Sherron Collins wouldn’t let the Bears do it, not after that kind of slight.
Collins had 28 points and hit his fifth 3-pointer with just more than a minute left, helping No. 3 Kansas outlast No. 25 Baylor 81-75 Wednesday night.
“Sherron is a competitive dude,” Kansas coach Bill Self said. “He’s the best guard in the country, in our opinion. He does whatever it takes to give us the best chance to win every night.”
Kansas (17-1, 3-0 Big 12) figured to be in for a tight game against Baylor and its big, athletic front line. The Bears clearly weren’t intimidated by Allen Fieldhouse, either, leaving the court just before tip-off to avoid the Jayhawks’ crowd-juicing highlight video and player introductions.
“We took it as disrespect,” Collins said. “I think it fired us up even more.”
Collins got the Jayhawks started with a couple of nifty assists that led to dunks and closed it out with a 3-pointer from the wing and three free throws, combining with Marcus Morris to score 12 of Kansas’ final 14 points.
In between, the Jayhawks watched Baylor hit one difficult shot after another, lingering close to the lead and never backing down. Kansas eventually wore down the Bears after getting their front line in foul trouble, eking out their 53rd straight win at Allen Fieldhouse.
Morris finished with 22 points and Xavier Henry added 12 points and had seven of the Jayhawks’ 15 steals.
“That was a great game,” Self said. “Both teams played really well.”
Baylor (14-3, 2-2) shrugged off Kansas’ aggressive defense, hitting 10 3-pointers and 25 of 48 shots overall to become the first team in 92 games to shoot over 50 percent against the Jayhawks. LaceDarius Dunn hit five from long range—most of them well-guarded—on his way to 27 points. Tweety Carter added 17 points on equally difficult shots.
It still wasn’t enough to keep the Bears from losing their eighth straight conference road game. The Big 12’s best rebounding team allowed Kansas to grab 14 offensive rebounds—four by Morris—that led to 18 second-chance points. Baylor also had 20 turnovers.
“They were the better team tonight and they showed it,” said Carter, who had seven assists.
Baylor had never won in eight previous trips to Allen Fieldhouse, so coach Scott Drew tried the unique approach of taking his team off the court just before tip-off to avoid the jet-engine noise that fills the gym before every game.
Even if it irritated the Jayhawks, the ploy seemed to work.
Never rattled, the Bears answered nearly every Kansas run with one of their own.

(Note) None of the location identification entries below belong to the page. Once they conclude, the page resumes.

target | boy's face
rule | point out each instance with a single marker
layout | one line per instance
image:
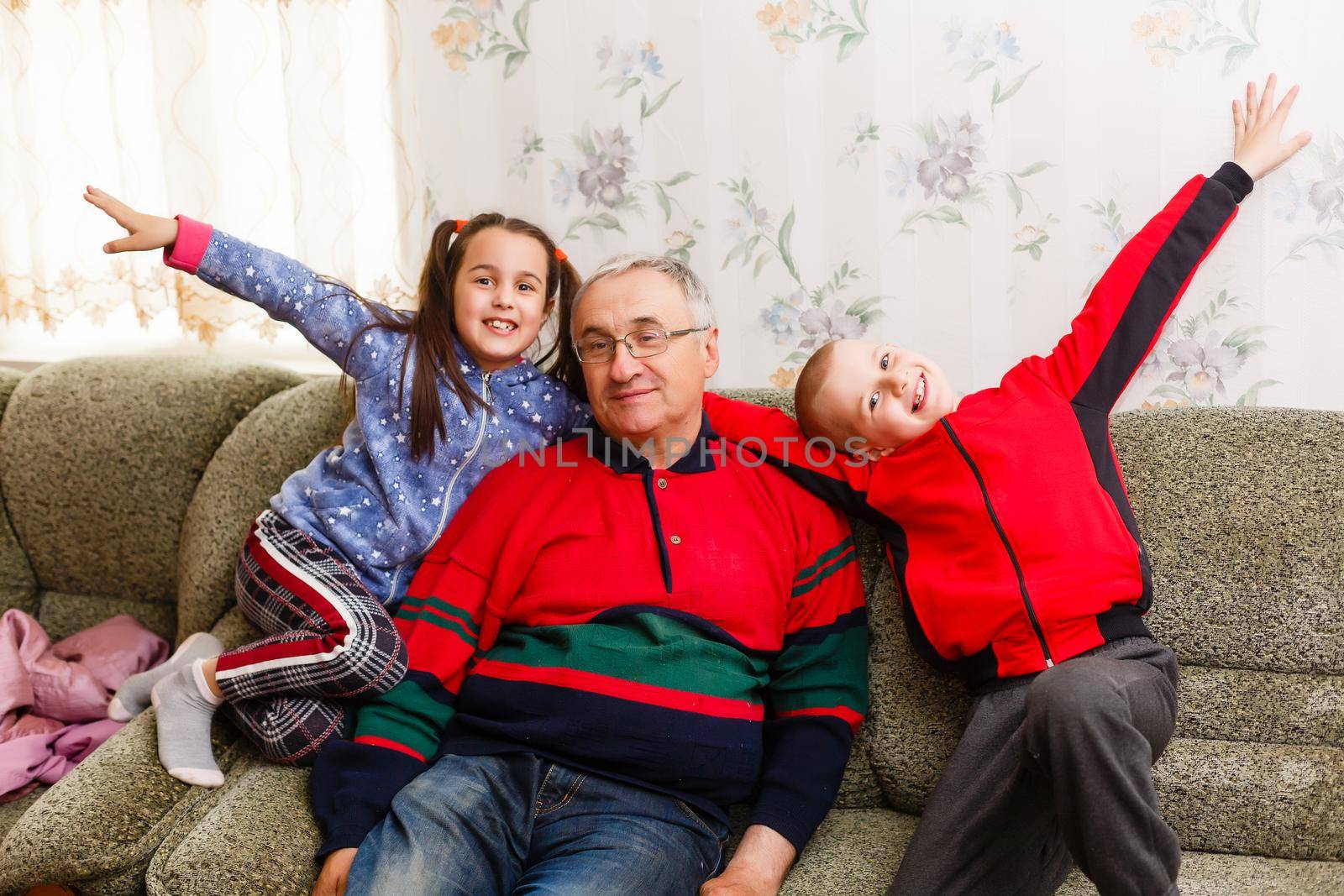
(884, 394)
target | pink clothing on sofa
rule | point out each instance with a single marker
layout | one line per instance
(54, 698)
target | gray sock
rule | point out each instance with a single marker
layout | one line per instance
(132, 698)
(185, 707)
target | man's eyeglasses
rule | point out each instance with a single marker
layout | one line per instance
(645, 343)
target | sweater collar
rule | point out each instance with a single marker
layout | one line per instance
(624, 457)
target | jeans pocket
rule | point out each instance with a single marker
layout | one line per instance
(721, 841)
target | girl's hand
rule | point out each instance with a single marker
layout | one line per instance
(1256, 145)
(335, 872)
(145, 231)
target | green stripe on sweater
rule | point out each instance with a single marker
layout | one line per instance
(647, 647)
(824, 559)
(423, 614)
(835, 564)
(830, 673)
(407, 715)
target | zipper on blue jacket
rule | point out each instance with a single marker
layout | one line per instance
(1003, 537)
(452, 483)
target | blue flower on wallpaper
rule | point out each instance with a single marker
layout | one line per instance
(983, 45)
(1315, 190)
(608, 157)
(629, 60)
(952, 157)
(784, 315)
(902, 174)
(564, 184)
(1195, 363)
(828, 325)
(1288, 201)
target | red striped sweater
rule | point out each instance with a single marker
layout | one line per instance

The teams were separated by no more than five points for the first 28 minutes, then Kansas went on a 14-2 run to go up 60-50, appearing ready to pull away. Baylor still wouldn’t back down, using a 10-0 run—capped by Anthony Jones’ dunk over Cole Aldrich—to tie it at 65-all with just more than three minutes left.

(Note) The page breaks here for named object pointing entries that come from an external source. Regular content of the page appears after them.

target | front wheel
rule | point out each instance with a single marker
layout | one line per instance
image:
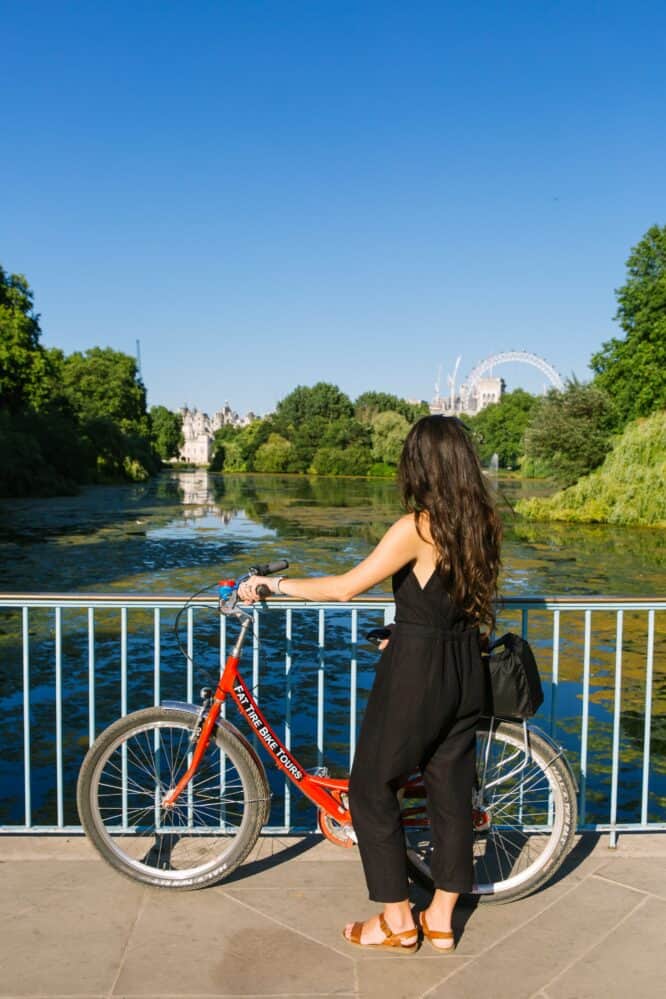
(524, 814)
(212, 826)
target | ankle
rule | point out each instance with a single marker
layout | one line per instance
(399, 917)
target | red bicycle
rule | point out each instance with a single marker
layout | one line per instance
(176, 796)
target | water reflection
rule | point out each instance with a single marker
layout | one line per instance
(183, 530)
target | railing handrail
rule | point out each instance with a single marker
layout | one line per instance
(563, 602)
(649, 608)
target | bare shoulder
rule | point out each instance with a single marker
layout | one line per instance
(405, 527)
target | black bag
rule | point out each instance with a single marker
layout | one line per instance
(513, 685)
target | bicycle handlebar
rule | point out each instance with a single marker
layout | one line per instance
(269, 568)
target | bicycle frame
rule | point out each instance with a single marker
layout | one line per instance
(327, 793)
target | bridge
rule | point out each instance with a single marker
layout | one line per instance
(479, 390)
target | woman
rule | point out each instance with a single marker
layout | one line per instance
(443, 556)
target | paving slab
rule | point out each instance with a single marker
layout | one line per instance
(73, 928)
(518, 963)
(70, 928)
(627, 962)
(214, 945)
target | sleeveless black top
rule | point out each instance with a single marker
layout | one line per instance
(429, 677)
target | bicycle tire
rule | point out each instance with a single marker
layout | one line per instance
(529, 819)
(212, 826)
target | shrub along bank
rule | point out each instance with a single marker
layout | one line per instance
(627, 489)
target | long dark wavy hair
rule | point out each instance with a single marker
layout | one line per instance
(439, 474)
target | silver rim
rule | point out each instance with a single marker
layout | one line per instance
(184, 843)
(526, 814)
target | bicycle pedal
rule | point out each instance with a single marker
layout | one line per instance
(319, 772)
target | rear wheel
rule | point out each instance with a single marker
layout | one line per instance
(211, 827)
(524, 816)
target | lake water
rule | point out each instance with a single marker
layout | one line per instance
(183, 531)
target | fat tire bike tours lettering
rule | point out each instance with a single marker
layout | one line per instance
(176, 796)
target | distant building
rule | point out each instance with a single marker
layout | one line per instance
(199, 429)
(484, 392)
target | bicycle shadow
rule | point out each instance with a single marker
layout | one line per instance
(275, 857)
(420, 895)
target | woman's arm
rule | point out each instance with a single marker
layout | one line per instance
(399, 546)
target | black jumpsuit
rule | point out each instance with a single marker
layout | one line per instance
(422, 713)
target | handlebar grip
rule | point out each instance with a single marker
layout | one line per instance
(271, 567)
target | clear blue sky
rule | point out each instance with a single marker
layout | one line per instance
(269, 194)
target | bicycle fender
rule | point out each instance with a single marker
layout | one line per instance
(558, 750)
(236, 733)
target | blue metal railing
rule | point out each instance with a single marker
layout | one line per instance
(598, 658)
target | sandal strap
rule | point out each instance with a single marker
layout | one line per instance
(435, 934)
(355, 934)
(393, 939)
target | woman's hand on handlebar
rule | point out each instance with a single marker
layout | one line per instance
(247, 590)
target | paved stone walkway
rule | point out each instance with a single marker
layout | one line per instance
(71, 927)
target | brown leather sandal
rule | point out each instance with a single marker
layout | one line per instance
(392, 941)
(432, 935)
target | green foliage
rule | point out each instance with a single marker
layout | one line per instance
(166, 432)
(25, 372)
(389, 430)
(273, 456)
(65, 420)
(500, 428)
(570, 432)
(633, 370)
(369, 404)
(352, 460)
(380, 470)
(627, 489)
(321, 401)
(102, 383)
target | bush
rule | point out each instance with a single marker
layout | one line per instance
(627, 489)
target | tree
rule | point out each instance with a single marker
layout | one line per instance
(323, 400)
(570, 432)
(167, 432)
(500, 427)
(102, 383)
(369, 404)
(273, 456)
(25, 371)
(352, 460)
(389, 430)
(633, 371)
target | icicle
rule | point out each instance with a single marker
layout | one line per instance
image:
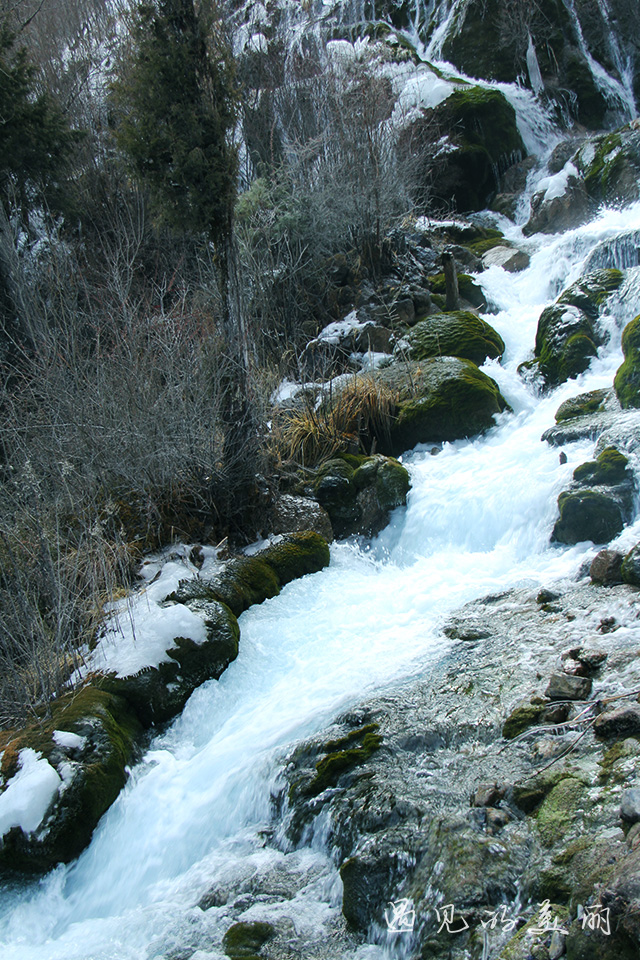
(535, 77)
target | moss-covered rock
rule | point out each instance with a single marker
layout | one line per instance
(587, 515)
(296, 554)
(610, 165)
(443, 398)
(585, 403)
(468, 289)
(630, 571)
(243, 941)
(90, 762)
(459, 334)
(598, 504)
(483, 140)
(611, 467)
(559, 810)
(358, 492)
(567, 337)
(627, 379)
(341, 756)
(159, 693)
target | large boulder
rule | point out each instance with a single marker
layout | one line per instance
(59, 774)
(158, 693)
(442, 398)
(561, 203)
(568, 336)
(458, 334)
(610, 165)
(627, 379)
(599, 502)
(293, 514)
(481, 140)
(359, 492)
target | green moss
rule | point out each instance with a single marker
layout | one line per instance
(567, 339)
(582, 405)
(627, 380)
(296, 555)
(558, 810)
(457, 334)
(342, 755)
(600, 173)
(592, 291)
(587, 515)
(458, 407)
(110, 730)
(243, 582)
(480, 247)
(243, 941)
(392, 484)
(611, 467)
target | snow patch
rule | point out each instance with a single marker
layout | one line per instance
(141, 630)
(68, 740)
(556, 186)
(29, 794)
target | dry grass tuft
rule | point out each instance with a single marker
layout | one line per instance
(358, 415)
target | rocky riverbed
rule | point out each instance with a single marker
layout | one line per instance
(500, 785)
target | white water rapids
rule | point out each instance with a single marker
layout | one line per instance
(195, 810)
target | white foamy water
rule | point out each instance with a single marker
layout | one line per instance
(195, 810)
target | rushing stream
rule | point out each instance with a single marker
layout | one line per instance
(198, 808)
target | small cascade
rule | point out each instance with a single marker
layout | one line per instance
(535, 76)
(617, 93)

Kansas went up four, but Dunn had an answer for that, too, weaving his way past three Jayhawks to drop in a short jumper.

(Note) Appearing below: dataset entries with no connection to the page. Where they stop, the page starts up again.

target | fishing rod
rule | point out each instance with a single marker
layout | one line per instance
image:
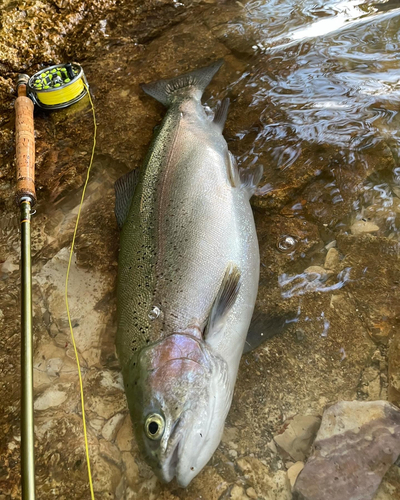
(26, 199)
(52, 88)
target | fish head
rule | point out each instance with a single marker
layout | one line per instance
(179, 395)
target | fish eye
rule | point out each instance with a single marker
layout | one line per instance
(154, 426)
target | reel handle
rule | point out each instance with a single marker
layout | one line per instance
(25, 144)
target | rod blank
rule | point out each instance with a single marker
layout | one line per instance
(26, 197)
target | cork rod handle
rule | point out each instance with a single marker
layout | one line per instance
(25, 146)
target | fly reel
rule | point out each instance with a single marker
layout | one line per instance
(58, 86)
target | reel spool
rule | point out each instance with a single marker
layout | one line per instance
(58, 86)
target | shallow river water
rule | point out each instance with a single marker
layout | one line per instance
(315, 96)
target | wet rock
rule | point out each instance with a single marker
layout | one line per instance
(362, 226)
(394, 370)
(230, 434)
(332, 260)
(251, 493)
(237, 493)
(52, 397)
(267, 484)
(355, 446)
(316, 273)
(331, 244)
(298, 436)
(389, 488)
(294, 471)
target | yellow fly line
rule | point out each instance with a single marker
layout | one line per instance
(63, 95)
(58, 86)
(66, 296)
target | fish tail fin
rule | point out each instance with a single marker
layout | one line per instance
(190, 84)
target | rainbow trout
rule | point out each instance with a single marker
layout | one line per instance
(187, 280)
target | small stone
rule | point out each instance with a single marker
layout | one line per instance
(294, 471)
(243, 465)
(355, 446)
(297, 438)
(51, 398)
(230, 434)
(251, 493)
(237, 493)
(330, 245)
(271, 445)
(332, 260)
(362, 226)
(314, 273)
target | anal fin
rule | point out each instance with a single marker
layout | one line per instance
(124, 190)
(224, 300)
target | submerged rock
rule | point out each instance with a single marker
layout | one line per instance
(294, 471)
(362, 226)
(332, 260)
(355, 446)
(298, 436)
(394, 371)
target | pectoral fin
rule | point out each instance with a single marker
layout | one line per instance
(221, 114)
(124, 190)
(224, 300)
(233, 172)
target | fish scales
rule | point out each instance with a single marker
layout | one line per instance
(187, 283)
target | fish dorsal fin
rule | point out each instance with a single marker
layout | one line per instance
(124, 190)
(226, 297)
(221, 114)
(189, 83)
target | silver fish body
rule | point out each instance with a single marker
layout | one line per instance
(187, 281)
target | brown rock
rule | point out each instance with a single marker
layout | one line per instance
(298, 436)
(332, 260)
(355, 446)
(394, 371)
(361, 226)
(294, 471)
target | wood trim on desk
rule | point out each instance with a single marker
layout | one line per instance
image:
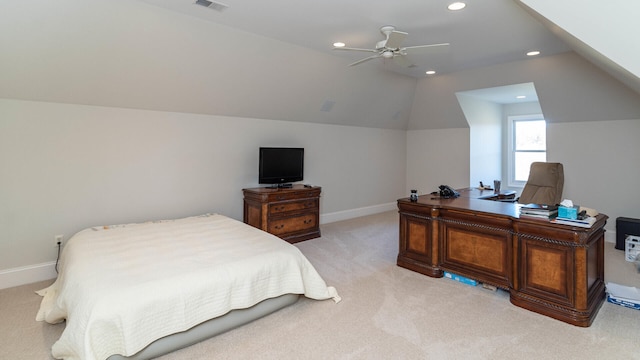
(555, 270)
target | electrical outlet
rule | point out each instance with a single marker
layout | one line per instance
(57, 240)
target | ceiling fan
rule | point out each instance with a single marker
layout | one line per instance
(391, 48)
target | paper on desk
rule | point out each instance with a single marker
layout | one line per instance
(626, 293)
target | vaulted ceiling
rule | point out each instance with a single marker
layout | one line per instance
(483, 33)
(275, 60)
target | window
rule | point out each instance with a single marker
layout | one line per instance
(528, 143)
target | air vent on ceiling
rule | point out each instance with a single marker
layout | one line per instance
(215, 5)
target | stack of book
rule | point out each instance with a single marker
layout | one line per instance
(539, 211)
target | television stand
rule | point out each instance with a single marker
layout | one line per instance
(280, 186)
(292, 214)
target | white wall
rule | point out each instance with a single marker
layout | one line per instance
(600, 165)
(593, 123)
(67, 167)
(485, 144)
(129, 54)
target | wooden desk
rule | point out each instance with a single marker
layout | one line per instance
(555, 270)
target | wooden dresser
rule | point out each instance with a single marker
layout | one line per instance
(292, 214)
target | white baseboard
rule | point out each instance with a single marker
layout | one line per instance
(27, 274)
(354, 213)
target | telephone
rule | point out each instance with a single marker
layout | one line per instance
(447, 192)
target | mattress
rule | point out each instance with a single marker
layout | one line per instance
(122, 287)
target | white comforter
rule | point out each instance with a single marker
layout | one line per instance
(122, 287)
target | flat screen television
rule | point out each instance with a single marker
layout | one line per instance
(280, 166)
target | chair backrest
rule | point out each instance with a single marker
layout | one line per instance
(544, 185)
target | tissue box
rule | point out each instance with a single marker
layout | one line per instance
(568, 212)
(460, 278)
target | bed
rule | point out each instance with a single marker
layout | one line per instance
(142, 290)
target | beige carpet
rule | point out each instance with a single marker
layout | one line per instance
(386, 313)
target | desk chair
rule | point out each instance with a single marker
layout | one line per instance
(544, 185)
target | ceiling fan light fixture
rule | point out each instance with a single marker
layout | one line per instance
(456, 6)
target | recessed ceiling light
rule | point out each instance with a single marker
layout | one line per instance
(456, 6)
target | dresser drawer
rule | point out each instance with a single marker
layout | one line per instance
(293, 224)
(292, 195)
(286, 206)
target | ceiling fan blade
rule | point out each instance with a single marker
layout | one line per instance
(425, 48)
(395, 39)
(365, 59)
(354, 49)
(403, 61)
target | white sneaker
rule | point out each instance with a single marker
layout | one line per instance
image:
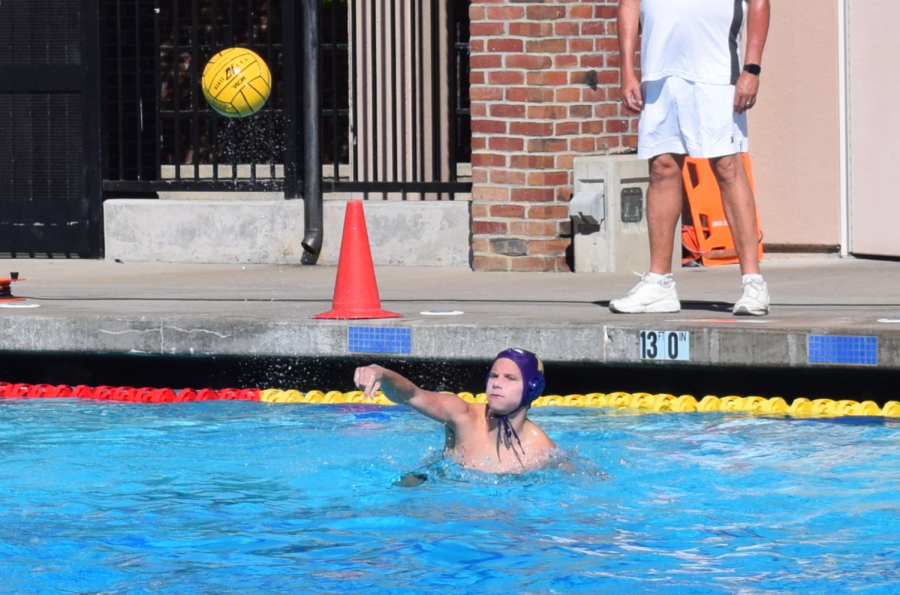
(754, 302)
(647, 296)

Collins—who else?—put an end to the upset bid.
The senior, as he has throughout his career in Lawrence, came up with the biggest shot of the game, dropping in a 3-pointer with 1:13 left. Kansas then closed it out at the free throw line, shooting 7 of 8 in the final 54 seconds to win for the 15th time in 17 games against Baylor.
“I’m glad he’ll be gone after this year,” Drew said. “All his career he’s made big plays and tonight he hit that big 3. He’s so tough to guard.”
So was Dunn—and he almost pulled the Bears through.
Self started Brady Morningstar over Tyshawn Taylor so he could chase Baylor’s leading scorer. It was strength on strength, the Jayhawks’ best perimeter defender against one of the most fearless shooters in the nation.
Dunn didn’t care how close Morningstar was, uncorking his quick jumper chest-to-chest, on the run, even with Morningstar jabbing him in the face. He made three 3-pointers in the first 11 minutes, but Morningstar won his share of battles, stripping Dunn of the ball before he could go up three times in one span.
Dunn hit all four of his 3-pointers in the first half for 12 points and kept firing against Morningstar and later Taylor, going 5 of 8 from long range.
“I thought we played great defense on him and he still scored 27,” Self said. “They are the best shot-making team in the league, by far.”